Reuters caused a stir late yesterday when it reported, “Republicans have tentatively agreed to between $150 billion and $200 billion in increased revenues in budget talks, Republican Senator Jon Kyl said on Wednesday.” Around the same time, the Washington Post said House Majority Leader Eric Cantor (R-Va.) has signaled “flexibility on tax loopholes” as part of debt-reduction talks.
Reader M.J. alerted me to this Associated Press piece with an almost comical headline: “As GOP shows flexibility, Obama adopts hard tone.” (It’s this kind of ridiculous thinking that leads Mark Halperin to call the president a “dick” on national television.)
What in the world are these media outlets talking about? Well, it appears some reporters are a little confused, or at a minimum, taken in too easily by misleading rhetoric without paying attention to the details.
The “flexibility” that the media was impressed with yesterday was really just Republicans talking about trading some tax subsidies for other tax cuts. That’s all. Democrats want to end wasteful tax breaks and apply the new revenue to deficit reduction.
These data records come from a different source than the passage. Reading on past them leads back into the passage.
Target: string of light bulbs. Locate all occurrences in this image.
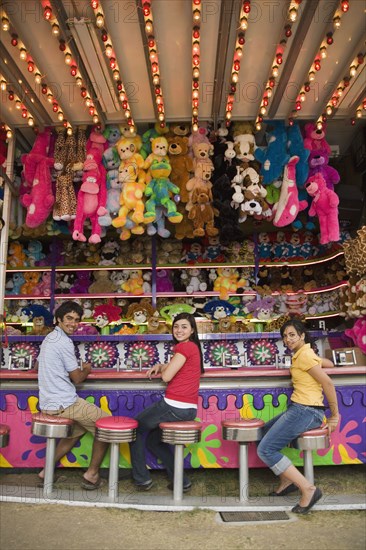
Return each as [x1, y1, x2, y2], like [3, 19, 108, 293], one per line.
[288, 0, 351, 123]
[89, 0, 135, 130]
[223, 0, 252, 126]
[38, 0, 98, 127]
[254, 0, 301, 131]
[140, 0, 167, 128]
[1, 6, 70, 131]
[0, 74, 37, 129]
[191, 0, 201, 133]
[351, 96, 366, 125]
[316, 52, 365, 129]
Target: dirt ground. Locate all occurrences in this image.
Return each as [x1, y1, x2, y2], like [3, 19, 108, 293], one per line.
[1, 466, 365, 550]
GOP officials, including Cantor, only said yesterday that they’re willing to apply savings to “offsetting tax cuts somewhere else.”
As Brian Beutler explained well, the official Republican line, at least of yesterday afternoon, is that the party opposes ending tax breaks to lower the deficit.
In other words, zero new revenues. But the Associated Press and other outlets nonetheless interpreted this as a major concession — a storyline Cantor’s office happily blasted out to reporters.
And as Reuters reported Wednesday, Sen. Jon Kyl (R-AZ) made a point of emphasizing that Republicans had in fact agreed to new “revenue.” But he didn’t mean tax revenue.
“If the government sells something and gets revenue from it, that’s revenue. If there is a user fee of some kind and we want to raise that to keep up with the times, that’s revenue. And if you add up all of the revenues that we Republicans have agreed to, it’s between $150 billion and $200 billion,” Kyl said on the Senate floor.
But again, that’s not new tax revenue.
Republicans are playing a little game, and hoping media outlets won’t notice the difference. By saying they’re open to ending some tax subsidies, as debt-reduction talks continue, GOP leaders manage to trick reporters into connecting the two — Republicans, the misleading reporting tells the public, are showing flexibility in response to Democratic requests.
But in order for this to make sense, the GOP would have to be willing to raise revenue in order to lower the deficit. If you pay careful attention to the Republicans’ rhetoric yesterday, they’re still not.
It’s important for reporters to get the details right. Those who praised new-found GOP “flexibility” yesterday got the details wrong, and allowed dishonest Republicans to play them for fools.
Update: And now a GOP source confirms to Greg Sargent that all of these media reports were wrong, and that Republicans only want to apply savings to more tax cuts, not deficit reduction.
It’s amazing to me that so many major media outlets were so badly fooled.